27. GOVERNING LAW AND JURISDICTION

27.1 This Agreement and any non-contractual obligations arising out of or in connection with it shall be governed by Swiss law.

27.2 Subject to Section 27.3, the Swiss courts shall have exclusive jurisdiction to settle any dispute arising out of or in connection with this Agreement (including a dispute relating to any non-contractual obligations arising out of or in connection with this Agreement) and the parties submit to the exclusive jurisdiction of the Swiss courts.

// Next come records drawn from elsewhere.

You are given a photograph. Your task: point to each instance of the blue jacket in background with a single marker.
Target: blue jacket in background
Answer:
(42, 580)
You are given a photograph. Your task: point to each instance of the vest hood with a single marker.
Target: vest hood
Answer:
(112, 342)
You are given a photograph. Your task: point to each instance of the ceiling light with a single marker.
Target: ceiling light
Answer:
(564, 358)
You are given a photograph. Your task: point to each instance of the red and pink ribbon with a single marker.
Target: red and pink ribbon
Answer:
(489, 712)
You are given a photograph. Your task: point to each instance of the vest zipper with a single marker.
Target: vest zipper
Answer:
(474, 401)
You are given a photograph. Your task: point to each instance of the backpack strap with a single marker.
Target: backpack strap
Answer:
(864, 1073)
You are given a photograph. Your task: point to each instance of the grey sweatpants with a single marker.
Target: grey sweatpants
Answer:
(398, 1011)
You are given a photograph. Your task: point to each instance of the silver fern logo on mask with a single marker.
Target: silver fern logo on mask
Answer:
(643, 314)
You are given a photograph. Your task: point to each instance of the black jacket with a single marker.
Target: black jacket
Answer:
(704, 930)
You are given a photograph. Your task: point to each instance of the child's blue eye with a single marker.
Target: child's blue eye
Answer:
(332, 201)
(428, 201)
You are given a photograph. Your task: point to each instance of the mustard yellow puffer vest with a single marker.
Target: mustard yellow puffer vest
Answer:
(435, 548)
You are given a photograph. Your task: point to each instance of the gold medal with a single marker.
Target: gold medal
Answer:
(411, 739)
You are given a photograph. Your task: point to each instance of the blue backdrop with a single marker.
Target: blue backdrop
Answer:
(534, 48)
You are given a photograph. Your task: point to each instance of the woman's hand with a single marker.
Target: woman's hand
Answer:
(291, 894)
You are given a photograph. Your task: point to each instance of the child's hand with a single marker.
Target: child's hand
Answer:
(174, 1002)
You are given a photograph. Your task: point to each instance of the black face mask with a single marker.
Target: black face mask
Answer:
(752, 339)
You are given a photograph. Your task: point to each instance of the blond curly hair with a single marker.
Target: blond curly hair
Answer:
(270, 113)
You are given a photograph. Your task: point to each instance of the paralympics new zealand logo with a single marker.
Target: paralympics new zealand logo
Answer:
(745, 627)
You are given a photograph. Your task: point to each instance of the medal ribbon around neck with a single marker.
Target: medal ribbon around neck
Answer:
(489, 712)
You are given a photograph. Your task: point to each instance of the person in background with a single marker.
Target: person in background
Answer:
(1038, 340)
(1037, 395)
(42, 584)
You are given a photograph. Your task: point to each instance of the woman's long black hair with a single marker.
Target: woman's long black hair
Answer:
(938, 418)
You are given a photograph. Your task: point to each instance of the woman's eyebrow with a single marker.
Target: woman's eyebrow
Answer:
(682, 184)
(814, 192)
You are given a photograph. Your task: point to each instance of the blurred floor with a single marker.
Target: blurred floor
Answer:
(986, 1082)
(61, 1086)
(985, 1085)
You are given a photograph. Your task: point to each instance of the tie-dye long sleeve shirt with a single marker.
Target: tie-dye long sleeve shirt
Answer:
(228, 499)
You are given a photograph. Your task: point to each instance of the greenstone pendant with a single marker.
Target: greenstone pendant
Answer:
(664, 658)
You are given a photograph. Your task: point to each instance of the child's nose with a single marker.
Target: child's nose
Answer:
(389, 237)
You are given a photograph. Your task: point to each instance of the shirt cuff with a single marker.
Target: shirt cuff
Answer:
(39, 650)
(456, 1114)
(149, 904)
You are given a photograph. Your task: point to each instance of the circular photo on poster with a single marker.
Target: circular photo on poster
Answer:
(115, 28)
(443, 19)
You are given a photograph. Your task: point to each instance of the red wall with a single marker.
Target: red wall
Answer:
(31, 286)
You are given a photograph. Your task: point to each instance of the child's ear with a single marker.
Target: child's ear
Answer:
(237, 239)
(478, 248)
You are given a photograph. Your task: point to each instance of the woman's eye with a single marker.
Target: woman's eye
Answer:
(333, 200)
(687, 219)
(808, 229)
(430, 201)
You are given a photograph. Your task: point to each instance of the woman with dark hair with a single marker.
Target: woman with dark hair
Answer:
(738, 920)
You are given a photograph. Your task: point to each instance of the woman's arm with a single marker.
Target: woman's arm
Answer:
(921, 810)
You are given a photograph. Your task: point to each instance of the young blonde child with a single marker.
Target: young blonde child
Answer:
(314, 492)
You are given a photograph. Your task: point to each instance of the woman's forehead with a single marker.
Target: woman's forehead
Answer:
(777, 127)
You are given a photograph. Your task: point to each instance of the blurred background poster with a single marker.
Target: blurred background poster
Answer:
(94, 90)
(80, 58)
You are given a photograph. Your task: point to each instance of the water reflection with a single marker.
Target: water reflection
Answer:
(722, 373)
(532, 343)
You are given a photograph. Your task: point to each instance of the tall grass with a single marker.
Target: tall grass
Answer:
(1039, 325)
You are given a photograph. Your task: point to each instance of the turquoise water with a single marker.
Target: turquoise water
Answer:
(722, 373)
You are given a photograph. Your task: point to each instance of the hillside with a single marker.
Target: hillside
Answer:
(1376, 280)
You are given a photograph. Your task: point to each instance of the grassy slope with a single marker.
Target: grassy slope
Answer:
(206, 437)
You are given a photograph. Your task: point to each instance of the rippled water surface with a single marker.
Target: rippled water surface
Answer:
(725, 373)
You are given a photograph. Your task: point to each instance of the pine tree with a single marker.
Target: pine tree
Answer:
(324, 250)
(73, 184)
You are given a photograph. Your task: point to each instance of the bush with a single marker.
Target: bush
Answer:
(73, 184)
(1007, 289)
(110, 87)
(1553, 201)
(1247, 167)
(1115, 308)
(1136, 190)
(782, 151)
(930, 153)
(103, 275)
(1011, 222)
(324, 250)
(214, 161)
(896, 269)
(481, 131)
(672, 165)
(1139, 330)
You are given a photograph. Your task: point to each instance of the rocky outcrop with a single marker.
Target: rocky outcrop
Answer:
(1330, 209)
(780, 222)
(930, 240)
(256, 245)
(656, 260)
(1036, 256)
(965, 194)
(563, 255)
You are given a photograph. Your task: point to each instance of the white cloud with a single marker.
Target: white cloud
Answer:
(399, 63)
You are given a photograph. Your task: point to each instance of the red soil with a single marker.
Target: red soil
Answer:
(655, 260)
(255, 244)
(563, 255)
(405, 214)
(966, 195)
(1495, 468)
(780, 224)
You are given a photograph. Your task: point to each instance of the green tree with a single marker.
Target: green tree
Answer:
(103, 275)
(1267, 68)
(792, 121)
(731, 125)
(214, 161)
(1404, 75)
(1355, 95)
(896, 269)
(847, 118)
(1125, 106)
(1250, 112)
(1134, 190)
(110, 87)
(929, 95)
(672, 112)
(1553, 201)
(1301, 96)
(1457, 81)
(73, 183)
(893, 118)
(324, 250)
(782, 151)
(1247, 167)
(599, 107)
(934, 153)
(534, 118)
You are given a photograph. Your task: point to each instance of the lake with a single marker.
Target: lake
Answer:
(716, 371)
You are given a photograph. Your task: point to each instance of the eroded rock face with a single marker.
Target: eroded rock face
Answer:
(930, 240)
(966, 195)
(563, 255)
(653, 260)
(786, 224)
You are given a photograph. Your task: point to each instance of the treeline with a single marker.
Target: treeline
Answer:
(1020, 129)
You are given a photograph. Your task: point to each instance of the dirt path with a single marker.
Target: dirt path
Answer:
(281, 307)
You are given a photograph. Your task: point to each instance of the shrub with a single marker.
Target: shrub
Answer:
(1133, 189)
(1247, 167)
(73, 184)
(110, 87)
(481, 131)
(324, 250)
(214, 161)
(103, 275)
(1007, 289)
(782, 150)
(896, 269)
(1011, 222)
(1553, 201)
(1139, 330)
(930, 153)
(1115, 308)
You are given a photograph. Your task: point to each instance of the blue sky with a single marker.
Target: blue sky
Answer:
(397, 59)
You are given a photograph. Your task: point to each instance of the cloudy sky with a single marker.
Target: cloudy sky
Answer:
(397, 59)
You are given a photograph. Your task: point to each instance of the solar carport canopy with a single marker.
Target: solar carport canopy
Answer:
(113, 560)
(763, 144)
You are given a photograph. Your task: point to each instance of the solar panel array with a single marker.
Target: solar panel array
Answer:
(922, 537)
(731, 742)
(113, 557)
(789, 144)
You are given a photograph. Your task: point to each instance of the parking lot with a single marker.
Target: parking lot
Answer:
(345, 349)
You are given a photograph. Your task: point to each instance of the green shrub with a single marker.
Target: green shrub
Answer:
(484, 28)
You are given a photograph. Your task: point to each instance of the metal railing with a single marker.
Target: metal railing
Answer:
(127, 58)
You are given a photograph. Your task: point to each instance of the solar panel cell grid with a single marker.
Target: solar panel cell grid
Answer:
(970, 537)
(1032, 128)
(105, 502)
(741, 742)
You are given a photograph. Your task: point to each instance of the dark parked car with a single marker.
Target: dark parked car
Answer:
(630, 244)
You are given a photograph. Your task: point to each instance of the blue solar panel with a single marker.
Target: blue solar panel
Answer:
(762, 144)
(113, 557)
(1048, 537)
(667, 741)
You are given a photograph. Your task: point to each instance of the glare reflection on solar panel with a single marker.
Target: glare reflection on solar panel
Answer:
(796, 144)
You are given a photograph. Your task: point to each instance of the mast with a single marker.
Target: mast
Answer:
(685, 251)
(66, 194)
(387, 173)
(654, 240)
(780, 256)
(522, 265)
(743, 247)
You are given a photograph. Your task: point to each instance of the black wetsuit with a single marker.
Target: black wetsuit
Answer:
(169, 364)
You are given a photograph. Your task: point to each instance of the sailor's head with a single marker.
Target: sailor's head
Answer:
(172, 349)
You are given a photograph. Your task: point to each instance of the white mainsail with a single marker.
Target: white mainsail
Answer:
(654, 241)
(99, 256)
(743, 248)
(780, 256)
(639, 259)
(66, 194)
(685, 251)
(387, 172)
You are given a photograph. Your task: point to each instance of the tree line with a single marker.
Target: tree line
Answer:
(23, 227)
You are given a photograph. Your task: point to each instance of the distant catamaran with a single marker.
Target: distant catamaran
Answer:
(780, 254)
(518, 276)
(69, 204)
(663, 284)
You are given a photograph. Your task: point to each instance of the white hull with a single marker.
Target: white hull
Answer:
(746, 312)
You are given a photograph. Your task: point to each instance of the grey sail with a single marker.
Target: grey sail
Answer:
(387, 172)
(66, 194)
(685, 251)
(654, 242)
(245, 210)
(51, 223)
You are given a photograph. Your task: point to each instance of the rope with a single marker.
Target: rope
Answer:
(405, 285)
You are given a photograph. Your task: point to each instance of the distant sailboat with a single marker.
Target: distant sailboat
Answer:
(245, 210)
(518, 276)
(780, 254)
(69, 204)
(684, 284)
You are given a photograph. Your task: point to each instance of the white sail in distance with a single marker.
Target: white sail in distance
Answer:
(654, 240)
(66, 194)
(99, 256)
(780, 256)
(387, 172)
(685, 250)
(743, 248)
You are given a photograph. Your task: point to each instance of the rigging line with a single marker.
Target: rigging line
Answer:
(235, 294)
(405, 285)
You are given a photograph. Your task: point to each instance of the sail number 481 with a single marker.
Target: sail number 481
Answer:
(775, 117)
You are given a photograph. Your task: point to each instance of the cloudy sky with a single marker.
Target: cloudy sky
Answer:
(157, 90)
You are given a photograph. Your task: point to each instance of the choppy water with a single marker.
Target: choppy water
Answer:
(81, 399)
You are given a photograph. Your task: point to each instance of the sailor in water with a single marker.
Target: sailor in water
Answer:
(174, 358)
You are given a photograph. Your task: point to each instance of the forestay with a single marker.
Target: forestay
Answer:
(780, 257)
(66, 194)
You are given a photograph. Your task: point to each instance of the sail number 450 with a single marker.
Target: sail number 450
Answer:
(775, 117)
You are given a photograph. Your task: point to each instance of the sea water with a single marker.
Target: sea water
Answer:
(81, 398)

27.3 The Parties agree that in the event of a dispute they shall submit such dispute to mediation in accordance with the WIPO Mediation Rules. In the event that the dispute remains outstanding after sixty (60) days from the date when it was first discussed (in any manner) between the parties, either Party may commence court proceedings. The foregoing however shall not prevent any person from seeking and obtaining injunctive relief at any time.

27.4 The Parties waive any objection to the Geneva, Switzerland courts on the grounds that they are an inconvenient or inappropriate forum to settle any such dispute.

27.5 Without prejudice to the foregoing in relation to the Licensee, nothing in this Section 27 shall prevent or restrict Ferring from electing to bring proceedings in relation to patent infringement or from applying for injunctive relief in any country outside Switzerland, to which election the Licensor and the Licensee hereby agree.